BALLSTON SPA – Emergency workers have some of the highest rates of divorce, bankruptcy, and stress, according to Executive Director Ray Otten of the Community Emergency Corps of Ballston Spa.
His mission? – Reducing that statistic by offering reduced rates on a countywide employee assistance program for every emergency worker in Saratoga County, including fire, ambulance, and law enforcement.
“The reason I want to have a program available for all is because there have been literally hundreds of times when people coming back from a call need some help,” Otten said.
“It used to be we would talk with each other and help each other out, which is good to a certain extent. But, it comes to a point where people need professional help,” said Otten.
Suicide rates are also extremely high for fire and emergency workers, according to the National Volunteer Fire Council.
Otten explained that while some calls are routine in nature- falls, broken arms- others are life threatening and emergency workers must use their judgment quickly to assess the situation.
He said there are set protocols on how emergency management personnel respond to situations.
“Once we are there, we have to think very quickly and be very focused on our job as to what we need to do. People become very mechanical. You treat what’s most serious,” Otten said.
“You must look past the blood and don’t let it mess you up,” he said.
Emergency management service agencies currently work with three to four different companies that offer different levels of assistance from making financial decisions to family and substance abuse counseling and support.
Saratoga County is working on a Request For Proposal (RFP) so that the county can get the maximum benefit at the best value.
“The county will take the best deal, and the agencies will still pay for it through their funding, but the rates will be much better,” Otten said.
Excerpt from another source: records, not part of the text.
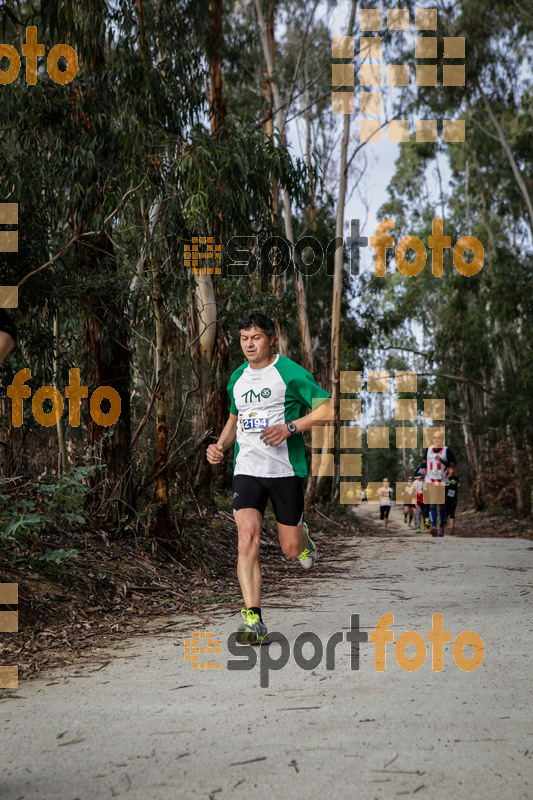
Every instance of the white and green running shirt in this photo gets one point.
(273, 395)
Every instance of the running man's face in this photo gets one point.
(256, 345)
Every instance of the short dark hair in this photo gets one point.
(257, 320)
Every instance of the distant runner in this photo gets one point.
(438, 459)
(385, 501)
(270, 396)
(451, 496)
(408, 507)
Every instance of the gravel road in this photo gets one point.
(141, 724)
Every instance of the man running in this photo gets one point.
(451, 496)
(438, 458)
(269, 398)
(408, 507)
(421, 511)
(385, 501)
(8, 334)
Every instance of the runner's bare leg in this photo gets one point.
(248, 522)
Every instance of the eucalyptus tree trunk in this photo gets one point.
(279, 282)
(161, 489)
(314, 490)
(62, 460)
(301, 299)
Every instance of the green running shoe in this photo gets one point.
(308, 557)
(252, 631)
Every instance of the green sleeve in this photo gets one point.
(232, 381)
(302, 385)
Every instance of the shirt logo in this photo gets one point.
(251, 397)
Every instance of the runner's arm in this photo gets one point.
(215, 452)
(319, 416)
(276, 434)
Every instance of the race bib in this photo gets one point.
(253, 424)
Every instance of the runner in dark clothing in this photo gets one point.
(8, 334)
(451, 497)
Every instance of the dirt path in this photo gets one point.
(143, 725)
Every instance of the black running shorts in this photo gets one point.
(286, 495)
(451, 505)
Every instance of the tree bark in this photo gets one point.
(161, 490)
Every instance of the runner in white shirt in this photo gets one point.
(269, 400)
(8, 334)
(438, 459)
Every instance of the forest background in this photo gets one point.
(214, 118)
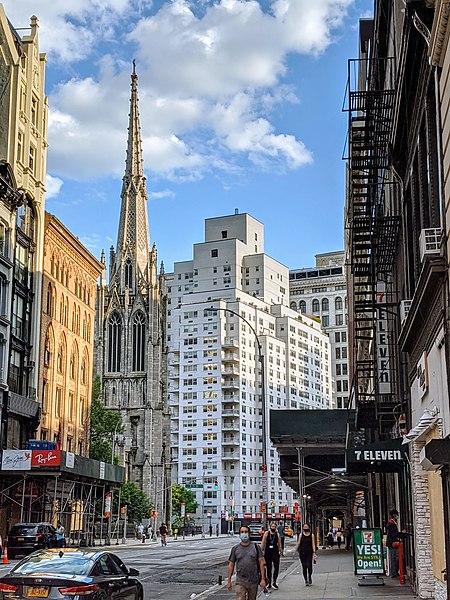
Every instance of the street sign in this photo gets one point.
(368, 552)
He explained if an agency is financing 50 employees it will cost that agency more than if the agencies finance 5,000 members countywide.
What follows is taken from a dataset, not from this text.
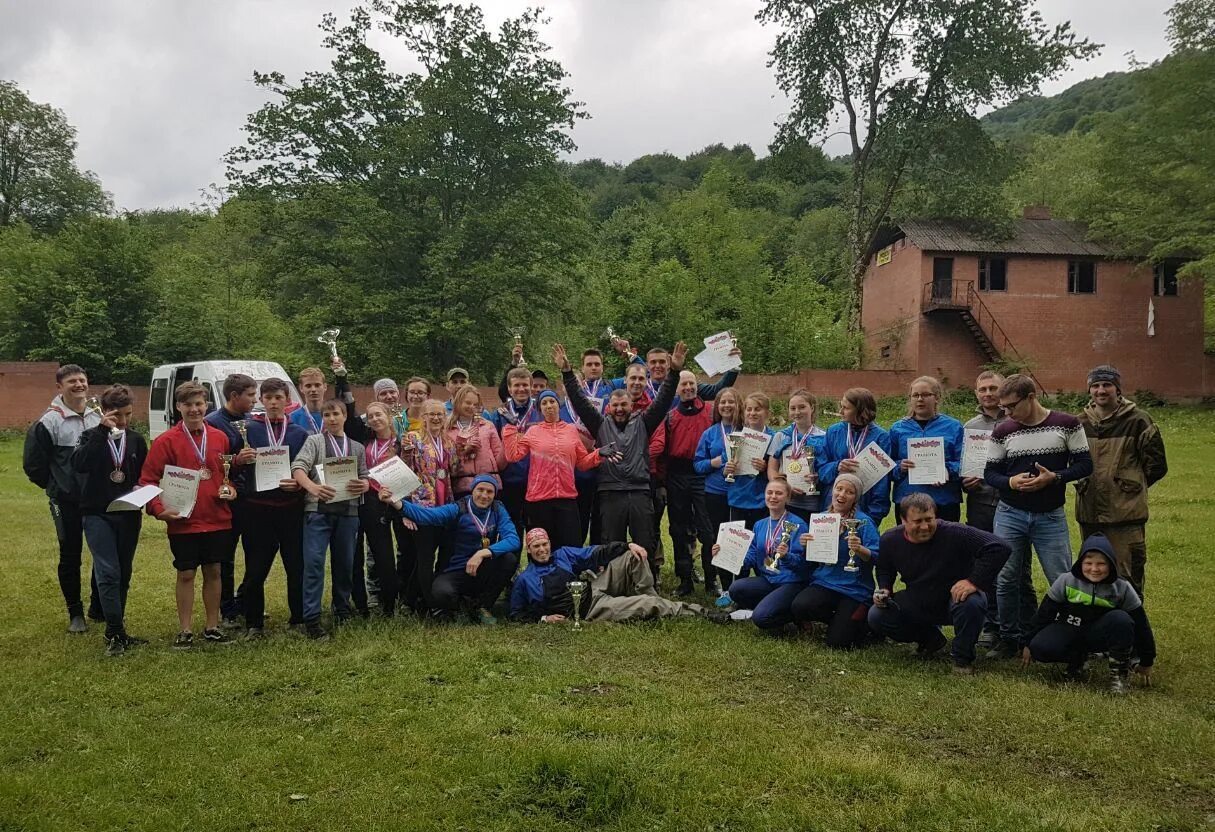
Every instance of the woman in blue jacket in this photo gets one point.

Emergency management workers work long hours with low pay and often have family issues because the family doesn’t understand the stress emergency workers are put through.
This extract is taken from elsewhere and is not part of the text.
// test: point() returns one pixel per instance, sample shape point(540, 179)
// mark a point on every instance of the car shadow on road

Otten said emergency personnel see people at their worst.
“You are calling us because it is the worst day of your life,” Otten said.
“You must look beyond the emergency and see what can be fixed. That can be very stressful. We have to determine who has a chance to be saved and who doesn’t. To make that decision as a human being is very tough,” Otten said.
“You can’t have that macho image that you can handle stress by yourself. You have to have the attitude that says ‘Hey, I might need the help,’” Otten said.